Book Synopsis Relabeling in Language Genesis by : Claire Lefebvre
Download or read book Relabeling in Language Genesis written by Claire Lefebvre and published by Oxford University Press, USA. This book was released on 2015 with total page 323 pages. Available in PDF, EPUB and Kindle. Book excerpt: In this book, Claire Lefebrve offers a coherent picture of research on relabeling over the last 15 years, and replies to the questions that have been directed at the relabeling-based theory of creole genesis presented in Lefebvre (1998) and related work.
Book Synopsis Creoles, Their Substrates, and Language Typology by : Claire Lefebvre
Download or read book Creoles, Their Substrates, and Language Typology written by Claire Lefebvre and published by John Benjamins Publishing. This book was released on 2011-01-01 with total page 641 pages. Available in PDF, EPUB and Kindle. Book excerpt: Since creole languages draw their properties from both their substrate and superstrate sources, the typological classification of creoles has long been a major issue for creolists, typologists, and linguists in general. Several contradictory proposals have been put forward in the literature. For example, creole languages typologically pair with their superstrate languages (Chaudenson 2003), with their substrate languages (Lefebvre 1998), or even, creole languages are alike (Bickerton 1984) such that they constitute a definable typological class (McWhorter 1998). This book contains 25 chapters bearing on detailed comparisons of some 30 creoles and their substrate languages. As the substrate languages of these creoles are typologically different, the detailed investigation of substrate features in the creoles leads to a particular answer to the question of how creoles should be classified typologically. The bulk of the data show that creoles reproduce the typological features of their substrate languages. This argues that creoles cannot be claimed to constitute a definable typological class."
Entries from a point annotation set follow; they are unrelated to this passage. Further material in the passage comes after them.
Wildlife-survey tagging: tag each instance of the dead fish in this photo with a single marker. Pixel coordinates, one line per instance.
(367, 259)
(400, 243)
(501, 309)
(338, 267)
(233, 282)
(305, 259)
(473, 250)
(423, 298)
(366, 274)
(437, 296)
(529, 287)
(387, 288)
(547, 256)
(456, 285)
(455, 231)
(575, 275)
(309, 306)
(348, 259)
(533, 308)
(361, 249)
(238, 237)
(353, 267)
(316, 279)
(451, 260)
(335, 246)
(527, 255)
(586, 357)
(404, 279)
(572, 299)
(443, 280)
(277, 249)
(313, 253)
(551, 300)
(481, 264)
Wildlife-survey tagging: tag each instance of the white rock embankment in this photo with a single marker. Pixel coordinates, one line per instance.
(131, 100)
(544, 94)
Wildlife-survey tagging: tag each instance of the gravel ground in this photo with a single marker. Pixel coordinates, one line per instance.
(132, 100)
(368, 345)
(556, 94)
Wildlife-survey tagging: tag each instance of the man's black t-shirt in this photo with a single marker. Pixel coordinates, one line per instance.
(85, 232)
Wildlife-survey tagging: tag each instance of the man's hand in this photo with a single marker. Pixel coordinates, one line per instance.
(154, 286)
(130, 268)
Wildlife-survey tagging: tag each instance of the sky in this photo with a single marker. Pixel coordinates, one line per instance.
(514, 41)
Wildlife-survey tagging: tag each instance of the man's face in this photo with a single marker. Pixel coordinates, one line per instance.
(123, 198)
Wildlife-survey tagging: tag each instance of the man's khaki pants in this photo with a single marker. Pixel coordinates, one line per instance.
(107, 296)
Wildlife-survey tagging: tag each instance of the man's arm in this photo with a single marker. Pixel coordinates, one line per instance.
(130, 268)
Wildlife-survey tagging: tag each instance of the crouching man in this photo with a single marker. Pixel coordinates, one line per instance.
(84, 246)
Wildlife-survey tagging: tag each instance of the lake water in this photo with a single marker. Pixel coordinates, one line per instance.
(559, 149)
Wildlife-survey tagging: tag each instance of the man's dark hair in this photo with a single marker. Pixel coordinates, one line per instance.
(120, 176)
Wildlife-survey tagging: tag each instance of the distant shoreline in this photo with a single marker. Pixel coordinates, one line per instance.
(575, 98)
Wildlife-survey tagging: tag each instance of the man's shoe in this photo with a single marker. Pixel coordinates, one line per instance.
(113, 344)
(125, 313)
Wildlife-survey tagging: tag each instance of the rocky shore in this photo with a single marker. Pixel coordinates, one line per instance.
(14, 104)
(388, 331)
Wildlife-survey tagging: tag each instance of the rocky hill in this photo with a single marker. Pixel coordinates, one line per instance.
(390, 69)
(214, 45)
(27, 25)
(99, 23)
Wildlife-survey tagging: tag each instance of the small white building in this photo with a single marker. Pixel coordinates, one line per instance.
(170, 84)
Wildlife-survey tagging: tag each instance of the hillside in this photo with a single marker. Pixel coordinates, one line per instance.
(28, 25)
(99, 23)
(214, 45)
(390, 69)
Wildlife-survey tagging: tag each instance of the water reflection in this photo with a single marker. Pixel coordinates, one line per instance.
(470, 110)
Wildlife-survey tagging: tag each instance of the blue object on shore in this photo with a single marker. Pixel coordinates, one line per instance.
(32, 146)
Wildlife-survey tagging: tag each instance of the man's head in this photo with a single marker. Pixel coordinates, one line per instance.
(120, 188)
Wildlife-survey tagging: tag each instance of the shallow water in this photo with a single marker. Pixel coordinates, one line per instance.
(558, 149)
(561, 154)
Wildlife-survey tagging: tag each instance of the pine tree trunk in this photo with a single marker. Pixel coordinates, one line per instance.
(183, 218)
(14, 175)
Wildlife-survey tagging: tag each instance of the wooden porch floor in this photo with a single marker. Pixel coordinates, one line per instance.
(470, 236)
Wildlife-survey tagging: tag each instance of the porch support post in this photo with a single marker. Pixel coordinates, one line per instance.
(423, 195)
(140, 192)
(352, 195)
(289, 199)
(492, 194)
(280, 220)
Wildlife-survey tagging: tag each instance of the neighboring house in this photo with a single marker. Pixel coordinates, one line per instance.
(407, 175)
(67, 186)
Book Synopsis Intransitive Predication by : Leon Stassen
Download or read book Intransitive Predication written by Leon Stassen and published by Oxford University Press. This book was released on 2003 with total page 792 pages. Available in PDF, EPUB and Kindle. Book excerpt: Basing his analysis on a wide sample of languages, Stassen investigates cross-linguistic variation in one of the core domains of all natural languages - 'cognitive space' - the topography of which is the same for all languages.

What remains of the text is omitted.